Default is to only do this if being run for the first
time. NOTE: -x does not require an additional
argument.
-r, --reformat optional: force reformatting of info extracted from
Praat. The default is to to do this only if being run
for the first time. Doesn't require an additional
argument.
-g GRAPH, --graph=GRAPH
optional: Plots intervals and context. Include a
positive number to include context surrounding the
graph. ***IMPORTANT***:if you use this option, -p
will be set to 1 due to a limitation in MatPlotLib.
-o, --writetofile optional: breaks up extracted info and writes it to
text files. Default is to NOT do this.
-q, --quiet optional: if used, suppresses all screen output except
error messages.
-w WEKANAME, --wekaname=WEKANAME
optional: the name of the weka file to be output.
-z, --wekaonly optional: ONLY do weka files, no extraction
--sphinx optional: MUST USE if files to be processed include
output from Sphinx. Tells the reformatter to expect
milisecond time stamps in the phoneme file.
--praatpath=PRAATLOCATION
optional: path to praat executable if not in default
OS X path. In Linux, it may be /usr/bin/praat
--tag=TAGS optional: specify string to search for indicating a
particular tag. Default is FILLEDPAUSE
--tagtier=TAGTIER optional: specify which tier contains tagged
datastring to search for indicating a particular tag.
Default is FILLEDPAUSE
--prosodytier=PROSODYTIER
optional: specify the relevant tier for prosodic
analysis. The default is 'phone'.

Suggested uses:
A typical usage is:

python Tk.py -t RENAME_truth -s RENAME_auto -p 4 -g 1 -e -x -o

This erases old results (-e), extracts Praat info (-x), reformats and writes prosodic info to file (-o), plots results (-g 1). Note that although (-p 4) is selected, graphing requires that p=1, so the value is automatically changed to 1.

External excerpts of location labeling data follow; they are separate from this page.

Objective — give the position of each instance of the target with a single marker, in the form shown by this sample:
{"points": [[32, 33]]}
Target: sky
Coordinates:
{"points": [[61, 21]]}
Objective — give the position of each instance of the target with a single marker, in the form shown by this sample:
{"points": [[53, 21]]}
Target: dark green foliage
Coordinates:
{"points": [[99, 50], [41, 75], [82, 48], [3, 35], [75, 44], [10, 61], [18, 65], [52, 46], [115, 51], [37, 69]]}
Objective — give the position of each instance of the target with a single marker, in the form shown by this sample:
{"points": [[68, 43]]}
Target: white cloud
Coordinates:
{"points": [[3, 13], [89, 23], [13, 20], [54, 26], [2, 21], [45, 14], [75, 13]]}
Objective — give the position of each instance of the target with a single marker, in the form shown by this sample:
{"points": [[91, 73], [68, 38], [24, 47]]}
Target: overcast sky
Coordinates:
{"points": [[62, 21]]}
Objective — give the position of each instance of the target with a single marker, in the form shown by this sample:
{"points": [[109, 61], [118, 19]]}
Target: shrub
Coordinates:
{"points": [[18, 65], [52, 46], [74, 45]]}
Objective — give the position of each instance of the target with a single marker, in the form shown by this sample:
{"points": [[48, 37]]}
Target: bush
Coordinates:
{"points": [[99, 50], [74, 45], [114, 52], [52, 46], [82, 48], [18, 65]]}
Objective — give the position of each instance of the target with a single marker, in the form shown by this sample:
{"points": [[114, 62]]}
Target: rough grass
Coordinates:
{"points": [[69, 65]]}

Using an existing project (where info has already been extracted and reformatted), to re-calculate the WEKA ARFF files in the "new" directories, type:

python Tk.py -s new,new2,new7 -t MANUAL -z

*******IMPORTANT********

- if processing *.wav files for the first time, you must use the -x flag to do initial Praat extraction.

- if plotting, limitations in the Matplotlib package require that only one process is run at a time. Therefore, p is set to 1 automatically.